I shook my head. "Sorry, honey, that's nothing to do with me. When the bank discovered that there had been fraudulent activity in their main branch, they became quite incensed. They told me that the situation was like when a school teacher discovers a child is being abused and they are mandated to report it to the police? Apparently, banks are mandatory reporters of frauds against the bank."

She made an effort to moderate her anger. "Well, okay. But why did you check the account? Didn't you trust me?"

"It wasn't that, but when I looked at the account and noticed the transactions, I panicked. I thought the account had been hacked, so I told the bank."

"Why didn't you call me?" her voice was now starting to sound a little whiny.

I shrugged. "I never thought of phoning you. It just never occurred to me. When I found out that the payments had been arranged by you and your lover, I felt as if my life had ended."

"Well, why did you look at the account? You never look at the account." She sounded accusatory, somehow. As if it had been my fault.

I explained to her why it was that I came to be looking at the account after my session with my therapist, and a look of guilt tempered the somewhat sour expression her face had hitherto been wearing.

"Shit. Oh, David! I'm so sorry! That must have hurt."

I sat down at the table and I motioned for her to sit down too.

"How long have you been cheating on me, Ange?"

She denied that she had, actually, been cheating on me. She went on to explain how Andrew had needed someone to unload onto about his marital problems.

Angela told me that she had been a shoulder for him to lean on, someone to open his heart to.

"His wife didn't understand him. She was abusive, she was violent and he wanted to leave the marriage but didn't know how to do it. And he needed help and advice."

I was shocked that my normally intelligent wife could have fallen for such a line of obvious BS.

"Oh, honey! Come on! He was feeding you a line and you were stupid enough to fall for it!"

She looked hurt by my obvious disdain for his tale of marital woe. "It's true!"

"Anyway, why did you and he steal the money from the account?"

"Oh, we weren't actually stealing it, Dave, we were only borrowing it!
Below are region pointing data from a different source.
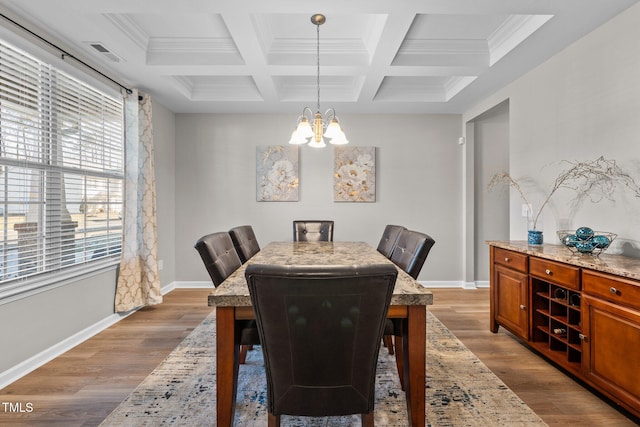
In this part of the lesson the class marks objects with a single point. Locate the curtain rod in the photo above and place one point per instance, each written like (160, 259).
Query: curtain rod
(65, 54)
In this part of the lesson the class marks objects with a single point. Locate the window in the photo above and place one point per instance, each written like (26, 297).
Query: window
(61, 169)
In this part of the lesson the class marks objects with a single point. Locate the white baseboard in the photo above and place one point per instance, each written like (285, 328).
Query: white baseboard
(455, 284)
(23, 368)
(193, 285)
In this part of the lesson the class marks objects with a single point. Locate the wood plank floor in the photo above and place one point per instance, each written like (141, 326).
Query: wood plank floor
(81, 387)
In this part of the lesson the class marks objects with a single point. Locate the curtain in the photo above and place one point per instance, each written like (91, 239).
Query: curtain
(138, 279)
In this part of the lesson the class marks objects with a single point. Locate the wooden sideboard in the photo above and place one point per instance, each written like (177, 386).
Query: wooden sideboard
(581, 312)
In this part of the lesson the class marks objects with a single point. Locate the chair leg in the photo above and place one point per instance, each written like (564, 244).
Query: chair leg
(367, 419)
(388, 342)
(400, 359)
(243, 353)
(274, 420)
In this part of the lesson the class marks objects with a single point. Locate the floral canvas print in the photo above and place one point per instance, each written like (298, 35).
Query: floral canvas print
(277, 173)
(354, 177)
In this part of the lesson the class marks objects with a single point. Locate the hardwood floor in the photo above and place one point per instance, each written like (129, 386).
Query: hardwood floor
(81, 387)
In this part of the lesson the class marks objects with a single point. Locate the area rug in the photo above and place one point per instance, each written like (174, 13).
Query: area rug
(461, 390)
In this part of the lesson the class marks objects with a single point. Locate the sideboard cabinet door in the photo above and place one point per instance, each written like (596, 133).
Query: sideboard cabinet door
(611, 349)
(511, 300)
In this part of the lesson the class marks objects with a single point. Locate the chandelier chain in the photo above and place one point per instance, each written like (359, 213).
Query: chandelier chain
(318, 64)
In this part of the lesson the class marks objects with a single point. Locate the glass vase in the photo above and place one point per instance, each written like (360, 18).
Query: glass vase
(535, 236)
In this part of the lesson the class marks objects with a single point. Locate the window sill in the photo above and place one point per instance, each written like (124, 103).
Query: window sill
(25, 288)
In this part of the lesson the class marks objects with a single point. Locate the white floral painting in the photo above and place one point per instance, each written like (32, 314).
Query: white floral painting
(354, 176)
(277, 178)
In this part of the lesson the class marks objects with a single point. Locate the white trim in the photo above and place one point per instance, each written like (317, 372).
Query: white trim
(53, 280)
(193, 285)
(482, 284)
(455, 284)
(443, 284)
(23, 368)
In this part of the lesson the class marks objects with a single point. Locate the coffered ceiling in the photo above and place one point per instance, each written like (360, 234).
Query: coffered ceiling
(412, 56)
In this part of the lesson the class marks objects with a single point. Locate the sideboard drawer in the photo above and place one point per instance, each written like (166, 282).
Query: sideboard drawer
(555, 272)
(611, 288)
(514, 260)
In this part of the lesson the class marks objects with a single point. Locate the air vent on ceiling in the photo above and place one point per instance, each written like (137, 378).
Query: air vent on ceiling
(103, 50)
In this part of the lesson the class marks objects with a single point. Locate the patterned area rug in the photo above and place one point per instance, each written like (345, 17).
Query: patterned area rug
(461, 390)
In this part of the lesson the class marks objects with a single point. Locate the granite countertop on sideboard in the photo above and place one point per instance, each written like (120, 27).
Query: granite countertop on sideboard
(615, 264)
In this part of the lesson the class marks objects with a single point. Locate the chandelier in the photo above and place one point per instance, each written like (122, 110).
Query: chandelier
(313, 129)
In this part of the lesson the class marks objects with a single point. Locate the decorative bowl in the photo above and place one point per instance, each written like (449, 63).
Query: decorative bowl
(586, 241)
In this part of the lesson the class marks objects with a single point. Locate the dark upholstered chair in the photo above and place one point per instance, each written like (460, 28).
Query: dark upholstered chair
(409, 254)
(411, 251)
(389, 239)
(245, 242)
(313, 231)
(320, 328)
(221, 259)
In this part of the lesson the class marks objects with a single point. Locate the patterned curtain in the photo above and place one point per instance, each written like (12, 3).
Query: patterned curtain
(138, 280)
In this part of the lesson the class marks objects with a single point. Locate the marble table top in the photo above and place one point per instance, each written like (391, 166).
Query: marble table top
(234, 292)
(613, 264)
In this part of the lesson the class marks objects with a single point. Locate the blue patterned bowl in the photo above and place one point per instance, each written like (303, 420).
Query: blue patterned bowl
(584, 233)
(586, 241)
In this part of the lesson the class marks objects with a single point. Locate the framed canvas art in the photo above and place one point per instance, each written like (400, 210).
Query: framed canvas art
(277, 178)
(354, 174)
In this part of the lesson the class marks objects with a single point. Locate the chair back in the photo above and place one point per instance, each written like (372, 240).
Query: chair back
(245, 242)
(320, 329)
(411, 251)
(389, 239)
(313, 231)
(219, 255)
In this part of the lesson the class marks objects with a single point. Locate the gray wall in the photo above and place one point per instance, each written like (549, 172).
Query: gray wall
(418, 183)
(165, 162)
(580, 104)
(491, 153)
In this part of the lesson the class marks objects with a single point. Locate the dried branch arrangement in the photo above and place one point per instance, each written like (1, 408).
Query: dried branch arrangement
(594, 179)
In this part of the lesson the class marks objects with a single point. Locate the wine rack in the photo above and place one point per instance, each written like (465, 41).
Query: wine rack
(556, 323)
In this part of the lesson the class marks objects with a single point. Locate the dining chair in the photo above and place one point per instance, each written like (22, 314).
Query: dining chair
(245, 242)
(221, 259)
(389, 239)
(312, 231)
(320, 328)
(410, 254)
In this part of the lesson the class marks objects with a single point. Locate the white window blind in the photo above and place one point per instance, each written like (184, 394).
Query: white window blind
(61, 169)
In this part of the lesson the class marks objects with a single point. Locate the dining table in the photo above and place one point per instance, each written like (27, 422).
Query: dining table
(233, 303)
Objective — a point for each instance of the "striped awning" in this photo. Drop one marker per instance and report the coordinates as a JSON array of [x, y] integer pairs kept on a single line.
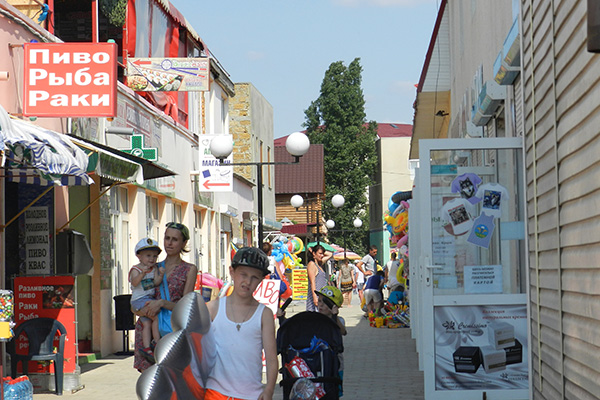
[[110, 166], [32, 154]]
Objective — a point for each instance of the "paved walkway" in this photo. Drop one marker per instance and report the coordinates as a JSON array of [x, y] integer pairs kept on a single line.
[[379, 364]]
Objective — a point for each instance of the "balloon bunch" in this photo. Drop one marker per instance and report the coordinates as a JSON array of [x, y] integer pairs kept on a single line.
[[396, 221], [184, 358], [285, 255]]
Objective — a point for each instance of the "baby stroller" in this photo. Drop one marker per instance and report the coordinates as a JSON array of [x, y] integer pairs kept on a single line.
[[302, 331]]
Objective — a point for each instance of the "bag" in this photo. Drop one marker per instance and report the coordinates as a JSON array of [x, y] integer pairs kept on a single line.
[[164, 317]]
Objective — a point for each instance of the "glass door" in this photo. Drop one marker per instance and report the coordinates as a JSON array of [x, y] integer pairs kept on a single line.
[[473, 282]]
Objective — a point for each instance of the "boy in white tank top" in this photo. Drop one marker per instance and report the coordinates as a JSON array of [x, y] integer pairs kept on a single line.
[[242, 329]]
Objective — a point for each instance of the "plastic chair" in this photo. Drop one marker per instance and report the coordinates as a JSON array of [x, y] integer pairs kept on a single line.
[[40, 333]]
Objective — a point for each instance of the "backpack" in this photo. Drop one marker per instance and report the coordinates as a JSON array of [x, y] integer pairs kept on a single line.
[[296, 334]]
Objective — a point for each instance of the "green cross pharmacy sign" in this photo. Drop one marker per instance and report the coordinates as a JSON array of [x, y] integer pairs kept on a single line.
[[138, 149]]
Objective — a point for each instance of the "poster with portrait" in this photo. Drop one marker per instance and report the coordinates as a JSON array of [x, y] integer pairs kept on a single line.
[[481, 347]]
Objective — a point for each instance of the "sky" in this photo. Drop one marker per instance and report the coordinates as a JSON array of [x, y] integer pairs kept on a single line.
[[284, 47]]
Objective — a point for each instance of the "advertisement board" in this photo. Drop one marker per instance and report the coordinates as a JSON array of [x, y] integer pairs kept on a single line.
[[47, 297], [214, 176], [70, 80], [168, 74], [481, 347]]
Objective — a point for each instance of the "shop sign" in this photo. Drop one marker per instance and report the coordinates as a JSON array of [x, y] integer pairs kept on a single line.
[[299, 284], [214, 177], [168, 74], [47, 297], [481, 347], [70, 79], [37, 234], [267, 293]]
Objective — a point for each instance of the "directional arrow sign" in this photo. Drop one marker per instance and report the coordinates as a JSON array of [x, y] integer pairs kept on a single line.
[[214, 177], [208, 184]]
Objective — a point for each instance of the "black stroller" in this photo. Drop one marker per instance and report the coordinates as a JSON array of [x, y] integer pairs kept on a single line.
[[296, 334]]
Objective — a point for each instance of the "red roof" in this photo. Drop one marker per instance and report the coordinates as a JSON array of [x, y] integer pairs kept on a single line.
[[308, 176], [394, 130]]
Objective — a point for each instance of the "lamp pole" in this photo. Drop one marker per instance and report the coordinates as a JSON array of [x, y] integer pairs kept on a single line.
[[297, 144], [337, 201]]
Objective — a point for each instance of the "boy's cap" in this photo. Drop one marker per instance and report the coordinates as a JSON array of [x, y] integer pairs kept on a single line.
[[332, 293], [145, 244], [251, 257]]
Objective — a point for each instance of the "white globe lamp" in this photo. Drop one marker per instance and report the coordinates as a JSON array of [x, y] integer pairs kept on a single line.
[[297, 144], [221, 146], [338, 200]]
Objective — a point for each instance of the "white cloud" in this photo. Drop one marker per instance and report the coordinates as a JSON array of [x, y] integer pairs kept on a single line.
[[255, 55], [403, 87], [380, 3]]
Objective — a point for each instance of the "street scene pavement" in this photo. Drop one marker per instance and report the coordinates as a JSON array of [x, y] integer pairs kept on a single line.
[[380, 363]]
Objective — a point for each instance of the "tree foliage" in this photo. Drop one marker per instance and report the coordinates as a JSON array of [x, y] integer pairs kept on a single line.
[[337, 119]]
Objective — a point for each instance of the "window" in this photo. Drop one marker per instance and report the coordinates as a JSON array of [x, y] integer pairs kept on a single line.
[[152, 220]]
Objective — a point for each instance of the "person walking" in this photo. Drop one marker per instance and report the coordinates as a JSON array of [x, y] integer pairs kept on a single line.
[[317, 277], [180, 278], [368, 264], [346, 281]]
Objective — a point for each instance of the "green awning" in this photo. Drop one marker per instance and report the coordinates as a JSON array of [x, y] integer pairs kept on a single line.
[[110, 167]]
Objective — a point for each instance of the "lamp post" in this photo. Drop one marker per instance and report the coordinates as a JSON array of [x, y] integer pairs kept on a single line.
[[297, 144], [357, 224], [337, 201]]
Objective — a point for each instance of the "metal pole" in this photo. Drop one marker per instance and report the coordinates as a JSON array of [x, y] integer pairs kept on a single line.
[[259, 195]]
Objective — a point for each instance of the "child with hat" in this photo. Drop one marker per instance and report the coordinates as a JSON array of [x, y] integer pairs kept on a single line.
[[144, 277], [242, 328]]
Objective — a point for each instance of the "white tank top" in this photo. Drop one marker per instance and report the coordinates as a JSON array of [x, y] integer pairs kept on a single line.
[[238, 368]]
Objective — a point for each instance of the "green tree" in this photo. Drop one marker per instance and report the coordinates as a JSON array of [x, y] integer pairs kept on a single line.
[[337, 119]]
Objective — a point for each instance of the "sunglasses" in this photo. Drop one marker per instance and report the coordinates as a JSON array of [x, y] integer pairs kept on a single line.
[[181, 228]]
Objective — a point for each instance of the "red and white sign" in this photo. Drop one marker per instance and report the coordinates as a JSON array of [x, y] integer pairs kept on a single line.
[[70, 80], [267, 293], [48, 297]]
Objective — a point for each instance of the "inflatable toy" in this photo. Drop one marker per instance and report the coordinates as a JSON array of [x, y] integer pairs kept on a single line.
[[184, 358]]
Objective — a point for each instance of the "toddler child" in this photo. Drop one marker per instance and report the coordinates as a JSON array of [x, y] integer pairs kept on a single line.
[[144, 277]]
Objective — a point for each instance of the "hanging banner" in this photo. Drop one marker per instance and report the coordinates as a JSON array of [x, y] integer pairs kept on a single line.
[[47, 297], [168, 74], [70, 80], [37, 247], [481, 347]]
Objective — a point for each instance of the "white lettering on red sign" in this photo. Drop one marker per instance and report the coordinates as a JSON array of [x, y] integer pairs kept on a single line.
[[70, 79]]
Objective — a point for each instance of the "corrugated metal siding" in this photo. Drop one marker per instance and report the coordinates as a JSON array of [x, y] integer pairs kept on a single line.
[[560, 88]]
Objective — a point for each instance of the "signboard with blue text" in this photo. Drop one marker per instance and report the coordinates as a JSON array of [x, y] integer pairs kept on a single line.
[[214, 176]]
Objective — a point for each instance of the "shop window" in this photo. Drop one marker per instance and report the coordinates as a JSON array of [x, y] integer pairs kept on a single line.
[[152, 217]]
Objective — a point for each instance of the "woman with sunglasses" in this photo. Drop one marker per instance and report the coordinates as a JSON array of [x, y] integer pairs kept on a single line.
[[180, 276]]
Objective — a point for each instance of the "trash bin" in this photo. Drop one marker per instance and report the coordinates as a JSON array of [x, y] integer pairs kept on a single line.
[[124, 320]]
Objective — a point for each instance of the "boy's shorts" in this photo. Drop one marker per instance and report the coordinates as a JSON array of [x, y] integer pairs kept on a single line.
[[138, 304], [214, 395]]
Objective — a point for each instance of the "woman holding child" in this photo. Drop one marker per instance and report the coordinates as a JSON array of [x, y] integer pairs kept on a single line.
[[180, 277]]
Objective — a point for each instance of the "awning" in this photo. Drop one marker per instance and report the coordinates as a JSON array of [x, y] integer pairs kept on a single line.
[[110, 167], [151, 170], [35, 155]]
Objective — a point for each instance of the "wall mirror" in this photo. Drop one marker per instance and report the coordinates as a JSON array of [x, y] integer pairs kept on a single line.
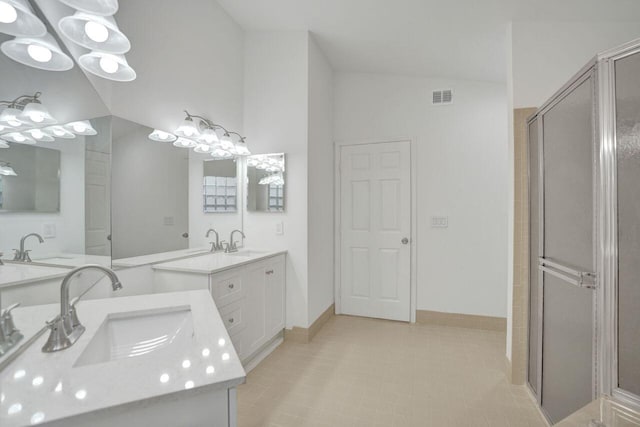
[[30, 179], [55, 137], [266, 183]]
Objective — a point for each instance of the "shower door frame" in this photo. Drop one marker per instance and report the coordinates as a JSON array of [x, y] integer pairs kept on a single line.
[[589, 71], [607, 293]]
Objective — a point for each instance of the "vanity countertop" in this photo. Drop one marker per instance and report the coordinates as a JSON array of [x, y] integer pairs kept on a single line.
[[71, 260], [40, 387], [19, 273], [156, 258], [215, 262]]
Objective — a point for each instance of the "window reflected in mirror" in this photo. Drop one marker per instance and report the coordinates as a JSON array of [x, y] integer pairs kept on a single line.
[[220, 186], [265, 183]]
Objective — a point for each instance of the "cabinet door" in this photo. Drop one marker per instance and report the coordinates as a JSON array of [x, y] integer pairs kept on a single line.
[[275, 294], [256, 332]]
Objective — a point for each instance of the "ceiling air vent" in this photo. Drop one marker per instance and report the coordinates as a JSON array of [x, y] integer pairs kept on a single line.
[[442, 97]]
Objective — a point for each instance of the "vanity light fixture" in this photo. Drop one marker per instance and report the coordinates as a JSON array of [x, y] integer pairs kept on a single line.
[[18, 19], [94, 32], [43, 53], [97, 7], [39, 135], [59, 132], [6, 169], [19, 138], [201, 134], [108, 66], [161, 136], [82, 127]]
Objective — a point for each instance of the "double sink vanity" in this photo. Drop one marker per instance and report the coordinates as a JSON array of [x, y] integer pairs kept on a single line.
[[179, 350]]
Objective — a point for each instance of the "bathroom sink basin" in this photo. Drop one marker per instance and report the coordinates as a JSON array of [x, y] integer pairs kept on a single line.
[[247, 253], [137, 334]]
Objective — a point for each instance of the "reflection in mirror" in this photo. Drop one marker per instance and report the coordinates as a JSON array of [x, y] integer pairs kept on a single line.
[[265, 183], [33, 182], [220, 186], [150, 193]]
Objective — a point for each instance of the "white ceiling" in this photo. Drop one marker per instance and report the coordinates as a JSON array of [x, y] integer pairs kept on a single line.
[[439, 38]]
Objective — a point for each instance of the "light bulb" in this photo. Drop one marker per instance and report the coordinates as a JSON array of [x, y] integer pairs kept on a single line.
[[39, 53], [108, 64], [96, 31], [8, 14]]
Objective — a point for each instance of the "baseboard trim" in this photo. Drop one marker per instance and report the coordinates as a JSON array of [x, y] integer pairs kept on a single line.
[[470, 321], [305, 335]]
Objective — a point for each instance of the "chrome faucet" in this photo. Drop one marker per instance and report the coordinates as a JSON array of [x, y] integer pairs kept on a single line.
[[21, 254], [231, 246], [9, 334], [217, 245], [66, 328]]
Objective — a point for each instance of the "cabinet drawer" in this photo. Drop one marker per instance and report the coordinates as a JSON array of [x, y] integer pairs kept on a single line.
[[233, 317], [226, 288]]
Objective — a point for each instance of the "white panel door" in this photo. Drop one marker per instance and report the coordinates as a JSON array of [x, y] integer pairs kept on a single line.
[[375, 254]]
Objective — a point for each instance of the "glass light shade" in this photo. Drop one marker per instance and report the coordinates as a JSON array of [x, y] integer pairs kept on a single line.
[[10, 117], [82, 127], [185, 143], [108, 66], [188, 129], [35, 113], [208, 136], [97, 7], [226, 143], [7, 170], [17, 19], [19, 138], [161, 136], [39, 135], [94, 32], [43, 53], [203, 149], [59, 132]]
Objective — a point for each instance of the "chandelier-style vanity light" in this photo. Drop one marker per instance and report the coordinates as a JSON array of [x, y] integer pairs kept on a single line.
[[32, 45], [93, 27], [205, 137], [26, 121], [6, 169]]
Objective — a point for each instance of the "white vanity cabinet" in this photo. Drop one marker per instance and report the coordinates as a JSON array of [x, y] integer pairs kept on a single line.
[[250, 297]]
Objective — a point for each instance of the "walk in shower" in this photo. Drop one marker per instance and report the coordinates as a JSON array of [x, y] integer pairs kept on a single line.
[[584, 216]]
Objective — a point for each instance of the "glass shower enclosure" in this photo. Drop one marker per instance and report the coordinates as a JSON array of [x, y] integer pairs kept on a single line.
[[584, 210]]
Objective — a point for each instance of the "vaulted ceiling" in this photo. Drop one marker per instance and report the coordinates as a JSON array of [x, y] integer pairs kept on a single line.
[[454, 38]]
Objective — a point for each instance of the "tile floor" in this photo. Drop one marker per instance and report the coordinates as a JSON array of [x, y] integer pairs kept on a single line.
[[366, 372]]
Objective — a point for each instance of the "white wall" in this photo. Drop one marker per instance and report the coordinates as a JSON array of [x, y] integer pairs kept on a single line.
[[149, 184], [187, 56], [275, 121], [461, 173], [547, 54], [320, 183]]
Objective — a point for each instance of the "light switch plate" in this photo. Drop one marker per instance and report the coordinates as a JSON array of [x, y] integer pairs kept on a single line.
[[439, 222], [49, 231]]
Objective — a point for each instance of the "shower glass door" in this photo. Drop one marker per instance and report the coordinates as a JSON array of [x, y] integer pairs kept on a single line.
[[568, 260]]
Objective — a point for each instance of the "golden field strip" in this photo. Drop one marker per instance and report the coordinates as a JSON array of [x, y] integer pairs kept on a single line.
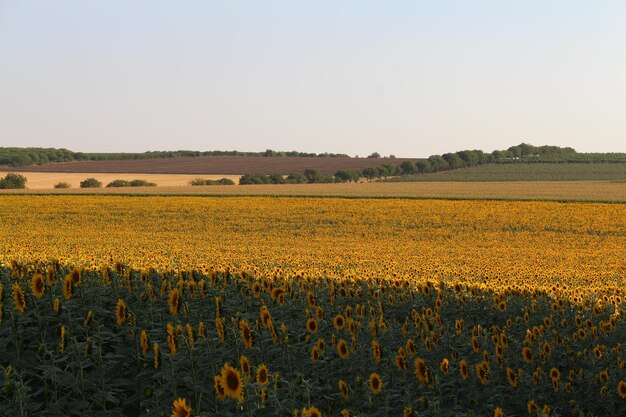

We'd have paid it back once he was able to get away from his witch of a wife and he'd gotten himself set up away from her."

I shook my head, unable to believe what I was hearing. "Angela, you were his friend and his confidante, were you also his lover? Were you cheating on me with Carter?"

"No, honey! Never! I wasn't his lover. Honestly! You have to believe me!"

I thought, "No, bitch, I don't have to believe you."

I looked at her for a few seconds and said: "But you were sleeping in the same room at Palm Springs, weren't you?"

She nodded.

"And have you ever had sex with him?" This time she gave a half-hearted shrug which was more of a twitch than anything else.

"Well, were you having sex with him? Is he your lover? Are you cheating on me?"

"We are, we were having sex, but he isn't my lover and I'm not cheating on you. Sex with Andrew is different from the sex I have with you. I have sex with you because I love you. I was only having sex with Andy, Andrew, because I... I... felt sorry for him, for what he was going through with the witch."